The definition of the guarantees, the demands, and the mapping functions is generally done conjointly with the development of the safety concept and safety argument. In fact, the resulting ConSert becomes an integral part of the safety argument because it needs to be shown in a convincing manner that the ConSert guarantees are actually valid given the fulfillment of their related demands.
4.4 ConSerts at runtime
ConSerts need to be transferred into a machine-readable form to enable dynamic evaluation, and there need to be corresponding mechanisms built into the systems that operate on this information (i.e., ConSerts as SM@RT) to conduct the evaluation. Of course, the evaluation protocols need to be standardized to ensure that every participating system is interoperable from a ConSert point of view. Assume that the operator has installed the swath scanner on the tractor and that tractor and round baler are coupled. The operator initiates TIM via the virtual terminal and explicitly selects the application variant that provides flexible control of speed and steering based on the input from the swath scanner. The first step is now to start the application, i.e., to dynamically integrate the participating systems. After this has succeeded, the evaluation of the safety guarantees of the application is started.

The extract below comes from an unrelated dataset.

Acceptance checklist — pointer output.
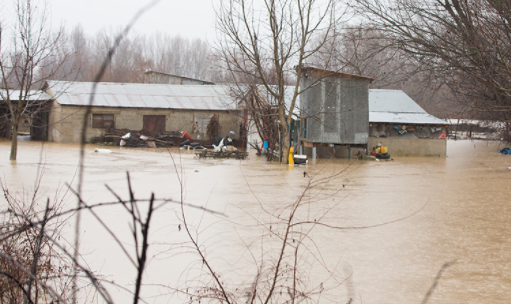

Note that the application forms the root of a dynamically formed composition hierarchy (in contrast to basic services or functions, which are rendered by lower-level components/systems and which are consumed by superordinate components/systems) and the correlated ConSert has the scope of this whole system-of-systems application. The evaluation of ConSerts starts from the leaf systems that have no external service-related dependencies. These systems determine their RtEs and propagate them up in the composition hierarchy. Eventually, all service-related demands of the root (i.e., the TIM baling application) can be checked and, together with the evaluation results of the RtEs, the top-level safety guarantees are determined.